The angiotensin receptor blocker (ARB) valsartan did not significantly reduce either primary end point in GISSI-AF; that is, time to the first recurrence of atrial fibrillation (AF) or the proportion of patients with one or more episodes of AF during the one-year follow-up period.

Animal models show that blockade of the RAAS using angiotensin-converting enzyme (ACE) inhibitors or ARBs has favourable effects on atrial remodelling (which in turn predisposes to AF).
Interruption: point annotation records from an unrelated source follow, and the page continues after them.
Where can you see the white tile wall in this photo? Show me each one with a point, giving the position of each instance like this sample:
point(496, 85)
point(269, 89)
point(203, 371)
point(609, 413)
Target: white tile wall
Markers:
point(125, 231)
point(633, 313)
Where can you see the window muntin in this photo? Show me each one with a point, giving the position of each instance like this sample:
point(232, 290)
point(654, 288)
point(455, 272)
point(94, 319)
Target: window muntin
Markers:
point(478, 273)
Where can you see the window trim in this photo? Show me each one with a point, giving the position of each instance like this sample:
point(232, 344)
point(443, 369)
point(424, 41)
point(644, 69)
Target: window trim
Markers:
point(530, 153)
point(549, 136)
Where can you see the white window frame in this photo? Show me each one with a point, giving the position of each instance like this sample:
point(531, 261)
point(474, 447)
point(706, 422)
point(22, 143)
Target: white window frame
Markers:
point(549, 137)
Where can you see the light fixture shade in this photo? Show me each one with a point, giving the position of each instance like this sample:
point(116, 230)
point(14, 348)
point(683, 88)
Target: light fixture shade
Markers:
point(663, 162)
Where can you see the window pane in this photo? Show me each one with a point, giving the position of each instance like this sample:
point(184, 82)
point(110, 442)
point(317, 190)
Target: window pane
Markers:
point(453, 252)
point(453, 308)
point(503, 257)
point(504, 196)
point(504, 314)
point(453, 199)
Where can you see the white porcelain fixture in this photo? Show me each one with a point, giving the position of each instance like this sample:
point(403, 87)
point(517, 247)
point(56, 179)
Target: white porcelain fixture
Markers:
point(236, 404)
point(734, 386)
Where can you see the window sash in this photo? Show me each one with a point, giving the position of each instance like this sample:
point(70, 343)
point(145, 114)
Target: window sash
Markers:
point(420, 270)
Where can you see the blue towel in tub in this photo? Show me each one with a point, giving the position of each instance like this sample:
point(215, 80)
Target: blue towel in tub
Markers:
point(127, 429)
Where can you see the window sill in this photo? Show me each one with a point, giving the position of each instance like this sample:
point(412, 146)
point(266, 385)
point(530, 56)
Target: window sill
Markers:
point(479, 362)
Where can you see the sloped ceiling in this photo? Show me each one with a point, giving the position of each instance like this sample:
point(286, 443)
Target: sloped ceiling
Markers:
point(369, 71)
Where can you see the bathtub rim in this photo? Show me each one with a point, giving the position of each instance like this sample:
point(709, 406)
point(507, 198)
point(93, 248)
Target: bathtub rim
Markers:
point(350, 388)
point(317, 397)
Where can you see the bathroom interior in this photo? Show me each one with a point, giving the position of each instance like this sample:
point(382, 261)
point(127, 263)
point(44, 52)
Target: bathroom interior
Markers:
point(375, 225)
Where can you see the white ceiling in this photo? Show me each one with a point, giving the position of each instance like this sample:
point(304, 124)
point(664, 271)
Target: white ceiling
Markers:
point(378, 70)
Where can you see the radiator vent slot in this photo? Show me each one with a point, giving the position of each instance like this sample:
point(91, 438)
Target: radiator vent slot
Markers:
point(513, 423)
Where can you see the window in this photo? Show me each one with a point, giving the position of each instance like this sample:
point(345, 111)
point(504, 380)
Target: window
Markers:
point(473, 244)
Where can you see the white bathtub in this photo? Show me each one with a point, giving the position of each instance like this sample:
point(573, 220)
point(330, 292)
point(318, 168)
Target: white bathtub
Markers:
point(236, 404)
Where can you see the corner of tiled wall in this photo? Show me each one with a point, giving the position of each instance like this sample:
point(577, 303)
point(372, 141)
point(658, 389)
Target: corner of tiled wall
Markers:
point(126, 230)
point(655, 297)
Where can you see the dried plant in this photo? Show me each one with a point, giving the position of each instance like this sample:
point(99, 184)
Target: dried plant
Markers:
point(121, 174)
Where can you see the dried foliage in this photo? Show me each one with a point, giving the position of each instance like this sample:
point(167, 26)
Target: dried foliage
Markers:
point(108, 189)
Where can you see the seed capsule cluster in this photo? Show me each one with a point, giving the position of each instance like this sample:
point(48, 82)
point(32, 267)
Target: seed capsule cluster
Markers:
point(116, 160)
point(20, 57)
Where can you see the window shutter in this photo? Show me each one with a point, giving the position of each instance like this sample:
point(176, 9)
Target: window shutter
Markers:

The Gruppo Italiano per lo Studio della Sopravvivenza nell’Infarto Miocardico-Atrial Fibrillation (GISSI-AF) trial was designed to discover whether addition of the ARB valsartan to the treatment regimen of AF patients could reduce the rate of recurrence of AF1.

For inclusion in the trial, patients had to be 40 years or more, with at least two documented episodes of symptomatic AF in the previous six months or cardioversion 140-48 hours before randomisation. Additionally, patients had to have heart failure, left ventricular dysfunction, a history of hypertension, type 2 diabetes or stroke, coronary artery disease or left atrial dilatation. Treatment regimens were continued unaltered, with the exception of addition of the study drug.

In all, 1,442 patients were enrolled from 114 centres:722 patients were randomised to valsartan treatment (starting at 80 mg daily and up-titrated gradually to 320 mg daily) and 720 to placebo.

Duration of follow-up was one year. Patients were given a trans-telephonic monitoring device, to transmit a 30-second ECG at least once a week and if symptoms occurred to the co-ordinating centre. The primary end points were the time to first recurrence of AF and the proportion of patients who had one or more episodes of AF during follow-up.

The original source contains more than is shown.